The Chronicle - 'All She Can' review: A twist in sports film

The Chronicle - 'All She Can' review: A twist in sports film

The Chronicle - 'All She Can' review: A twist in sports film-1

Amy Biancolli, Special to The Chronicle
Published 4:00 am, Friday, September 16, 2011

POLITE APPLAUSE Sports drama. Directed by Amy Wendel. Starring Corina Calderon. (Not rated. 95 minutes. At Bay Area theaters.)

From its first, sweaty shots of grunting young athletes, "All She Can" looks for all the world like a conventional sports movie about a scrappy teen trying to overcome the odds. And so it is, for the next couple of reels.

Then the plot kinks in an unexpected direction, and the film becomes something else: a modest but thoughtful meditation on how (not) to self-destruct.

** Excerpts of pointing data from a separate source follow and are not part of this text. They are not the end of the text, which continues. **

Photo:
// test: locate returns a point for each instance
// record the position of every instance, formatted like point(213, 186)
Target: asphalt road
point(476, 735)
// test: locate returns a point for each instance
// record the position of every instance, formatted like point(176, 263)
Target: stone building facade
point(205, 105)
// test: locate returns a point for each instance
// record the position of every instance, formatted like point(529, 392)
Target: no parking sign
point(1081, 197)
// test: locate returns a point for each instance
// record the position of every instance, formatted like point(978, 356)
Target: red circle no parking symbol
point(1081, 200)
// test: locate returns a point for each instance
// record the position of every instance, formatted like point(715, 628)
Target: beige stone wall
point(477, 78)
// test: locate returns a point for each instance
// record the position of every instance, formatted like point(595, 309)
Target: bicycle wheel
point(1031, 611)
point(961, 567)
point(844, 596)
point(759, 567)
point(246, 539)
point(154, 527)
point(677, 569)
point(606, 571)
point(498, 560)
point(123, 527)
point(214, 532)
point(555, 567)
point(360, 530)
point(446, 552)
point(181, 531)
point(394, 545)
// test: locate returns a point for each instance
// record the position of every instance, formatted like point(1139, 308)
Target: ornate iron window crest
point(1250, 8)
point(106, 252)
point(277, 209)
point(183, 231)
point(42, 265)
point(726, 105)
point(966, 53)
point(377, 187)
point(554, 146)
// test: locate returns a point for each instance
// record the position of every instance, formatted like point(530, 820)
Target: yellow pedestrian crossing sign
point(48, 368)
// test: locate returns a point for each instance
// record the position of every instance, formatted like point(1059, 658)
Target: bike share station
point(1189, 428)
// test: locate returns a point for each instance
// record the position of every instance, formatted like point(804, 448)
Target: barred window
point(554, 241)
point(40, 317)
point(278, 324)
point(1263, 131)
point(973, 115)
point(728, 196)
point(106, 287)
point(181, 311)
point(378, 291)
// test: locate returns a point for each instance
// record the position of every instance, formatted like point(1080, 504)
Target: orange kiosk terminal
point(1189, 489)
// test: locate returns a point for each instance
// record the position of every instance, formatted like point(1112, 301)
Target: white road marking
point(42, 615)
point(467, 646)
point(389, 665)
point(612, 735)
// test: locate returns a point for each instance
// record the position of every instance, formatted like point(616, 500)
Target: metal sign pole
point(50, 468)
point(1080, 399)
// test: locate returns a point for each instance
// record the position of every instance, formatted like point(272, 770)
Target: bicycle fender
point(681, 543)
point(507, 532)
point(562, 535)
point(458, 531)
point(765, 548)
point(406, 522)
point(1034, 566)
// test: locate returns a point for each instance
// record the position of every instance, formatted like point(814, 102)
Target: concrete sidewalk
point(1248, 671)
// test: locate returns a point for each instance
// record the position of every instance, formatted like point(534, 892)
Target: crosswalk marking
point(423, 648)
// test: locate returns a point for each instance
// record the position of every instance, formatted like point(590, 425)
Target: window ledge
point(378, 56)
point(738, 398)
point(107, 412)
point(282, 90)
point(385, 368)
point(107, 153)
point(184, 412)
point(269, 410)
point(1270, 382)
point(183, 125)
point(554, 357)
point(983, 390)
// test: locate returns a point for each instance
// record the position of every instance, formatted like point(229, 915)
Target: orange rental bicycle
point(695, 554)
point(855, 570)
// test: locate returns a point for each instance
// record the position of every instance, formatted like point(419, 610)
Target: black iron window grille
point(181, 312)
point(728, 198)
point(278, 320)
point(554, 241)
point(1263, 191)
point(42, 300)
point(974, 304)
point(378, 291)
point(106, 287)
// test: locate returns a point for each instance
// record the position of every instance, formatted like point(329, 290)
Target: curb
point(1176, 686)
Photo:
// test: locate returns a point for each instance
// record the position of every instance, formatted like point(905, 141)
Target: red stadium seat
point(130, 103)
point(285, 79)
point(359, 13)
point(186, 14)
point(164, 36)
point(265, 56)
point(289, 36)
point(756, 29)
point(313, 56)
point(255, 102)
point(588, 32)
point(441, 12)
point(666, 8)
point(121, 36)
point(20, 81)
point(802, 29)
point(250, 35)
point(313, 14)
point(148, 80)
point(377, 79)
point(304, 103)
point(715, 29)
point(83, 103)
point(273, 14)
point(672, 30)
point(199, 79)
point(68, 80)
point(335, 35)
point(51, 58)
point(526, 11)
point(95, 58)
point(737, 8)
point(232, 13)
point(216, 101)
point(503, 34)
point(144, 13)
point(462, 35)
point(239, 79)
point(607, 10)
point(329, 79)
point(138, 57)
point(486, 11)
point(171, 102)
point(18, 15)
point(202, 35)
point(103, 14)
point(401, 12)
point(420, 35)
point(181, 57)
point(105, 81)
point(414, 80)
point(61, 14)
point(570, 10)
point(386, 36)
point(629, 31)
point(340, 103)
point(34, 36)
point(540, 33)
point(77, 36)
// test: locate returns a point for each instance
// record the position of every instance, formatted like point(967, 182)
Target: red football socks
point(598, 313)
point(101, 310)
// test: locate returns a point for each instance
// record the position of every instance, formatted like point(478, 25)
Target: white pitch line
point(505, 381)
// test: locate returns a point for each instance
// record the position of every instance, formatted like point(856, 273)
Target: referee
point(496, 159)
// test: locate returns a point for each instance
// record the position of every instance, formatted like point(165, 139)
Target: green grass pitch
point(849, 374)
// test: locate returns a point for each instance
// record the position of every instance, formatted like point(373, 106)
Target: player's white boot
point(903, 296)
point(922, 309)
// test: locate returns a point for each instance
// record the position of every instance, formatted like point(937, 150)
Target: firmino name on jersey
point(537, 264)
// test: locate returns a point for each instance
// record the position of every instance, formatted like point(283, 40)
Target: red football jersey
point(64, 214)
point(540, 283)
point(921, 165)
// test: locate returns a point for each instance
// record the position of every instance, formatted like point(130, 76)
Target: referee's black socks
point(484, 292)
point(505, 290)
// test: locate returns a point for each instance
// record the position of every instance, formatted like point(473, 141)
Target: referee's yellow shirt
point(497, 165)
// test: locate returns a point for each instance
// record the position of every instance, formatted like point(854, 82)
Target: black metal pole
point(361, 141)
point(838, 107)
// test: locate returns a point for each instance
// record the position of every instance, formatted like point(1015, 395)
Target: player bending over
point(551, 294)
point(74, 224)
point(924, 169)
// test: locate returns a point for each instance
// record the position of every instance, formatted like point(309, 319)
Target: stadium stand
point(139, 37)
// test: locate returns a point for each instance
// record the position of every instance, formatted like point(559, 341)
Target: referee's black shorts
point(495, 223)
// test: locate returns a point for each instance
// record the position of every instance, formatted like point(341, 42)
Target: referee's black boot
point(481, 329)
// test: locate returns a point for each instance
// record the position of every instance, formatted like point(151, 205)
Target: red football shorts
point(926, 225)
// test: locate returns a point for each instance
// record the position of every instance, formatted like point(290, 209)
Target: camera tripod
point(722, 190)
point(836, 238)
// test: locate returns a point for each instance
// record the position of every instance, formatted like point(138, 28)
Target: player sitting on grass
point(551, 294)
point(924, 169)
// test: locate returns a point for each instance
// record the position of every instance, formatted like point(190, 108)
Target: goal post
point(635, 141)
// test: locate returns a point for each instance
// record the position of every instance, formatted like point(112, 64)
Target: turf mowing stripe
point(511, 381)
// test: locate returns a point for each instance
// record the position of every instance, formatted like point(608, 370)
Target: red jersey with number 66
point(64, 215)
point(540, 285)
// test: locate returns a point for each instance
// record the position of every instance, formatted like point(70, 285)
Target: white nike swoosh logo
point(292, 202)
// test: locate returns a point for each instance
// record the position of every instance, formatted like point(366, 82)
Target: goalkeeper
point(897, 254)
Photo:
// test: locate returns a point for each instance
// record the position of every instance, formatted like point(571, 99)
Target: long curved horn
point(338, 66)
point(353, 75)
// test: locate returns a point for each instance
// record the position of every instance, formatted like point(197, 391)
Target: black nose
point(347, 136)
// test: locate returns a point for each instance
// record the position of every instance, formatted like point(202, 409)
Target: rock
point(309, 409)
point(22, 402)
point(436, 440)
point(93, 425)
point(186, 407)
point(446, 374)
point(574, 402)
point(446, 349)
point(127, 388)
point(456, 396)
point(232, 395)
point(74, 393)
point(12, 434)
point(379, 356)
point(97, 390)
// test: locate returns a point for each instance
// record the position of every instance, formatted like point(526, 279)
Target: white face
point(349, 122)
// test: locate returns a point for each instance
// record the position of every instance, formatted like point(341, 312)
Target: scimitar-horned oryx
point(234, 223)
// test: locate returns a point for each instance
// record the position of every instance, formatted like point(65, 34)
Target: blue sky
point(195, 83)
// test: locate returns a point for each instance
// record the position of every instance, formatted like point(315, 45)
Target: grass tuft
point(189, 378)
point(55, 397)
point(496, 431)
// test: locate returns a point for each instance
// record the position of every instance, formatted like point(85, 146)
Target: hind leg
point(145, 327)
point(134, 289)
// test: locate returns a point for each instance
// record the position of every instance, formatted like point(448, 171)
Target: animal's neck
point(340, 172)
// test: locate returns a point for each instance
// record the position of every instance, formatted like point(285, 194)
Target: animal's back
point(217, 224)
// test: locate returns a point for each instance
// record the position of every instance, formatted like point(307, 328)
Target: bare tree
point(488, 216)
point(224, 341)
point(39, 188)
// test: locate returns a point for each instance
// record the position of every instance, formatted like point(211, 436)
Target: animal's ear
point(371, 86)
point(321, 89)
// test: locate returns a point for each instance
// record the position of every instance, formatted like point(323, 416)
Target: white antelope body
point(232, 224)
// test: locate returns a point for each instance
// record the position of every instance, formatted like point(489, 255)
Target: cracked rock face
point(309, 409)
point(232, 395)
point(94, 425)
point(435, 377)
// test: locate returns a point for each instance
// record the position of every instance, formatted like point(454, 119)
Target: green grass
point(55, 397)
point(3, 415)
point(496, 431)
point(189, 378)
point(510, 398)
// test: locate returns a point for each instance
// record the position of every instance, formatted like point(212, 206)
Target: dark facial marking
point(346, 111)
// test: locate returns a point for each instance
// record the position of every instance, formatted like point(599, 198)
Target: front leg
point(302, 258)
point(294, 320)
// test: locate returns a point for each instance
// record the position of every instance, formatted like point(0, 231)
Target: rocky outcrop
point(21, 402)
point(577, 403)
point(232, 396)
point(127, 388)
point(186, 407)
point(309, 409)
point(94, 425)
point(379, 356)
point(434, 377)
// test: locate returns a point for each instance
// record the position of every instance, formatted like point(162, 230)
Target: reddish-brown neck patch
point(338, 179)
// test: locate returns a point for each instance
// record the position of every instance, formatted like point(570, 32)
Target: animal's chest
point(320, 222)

The most important issue facing Luz, a Mexican American high school power lifter, isn't whether she'll win the Texas state championships or earn a full scholarship to the University of Texas; it's whether she'll give up trying.

The debut narrative feature from director Amy Wendel and co-screenwriter Daniel Meisel, "All She Can" stars newcomer Corina Calderon as Luz, a kid doing her best to get out of Benavides. Because Benavides is a south Texas town, the screenplay touches inevitably on the flow of immigrants at the border - and resentment at their presence. But "All She Can" puts a new face on this resentment, highlighting the frustration of legal Mexican Americans.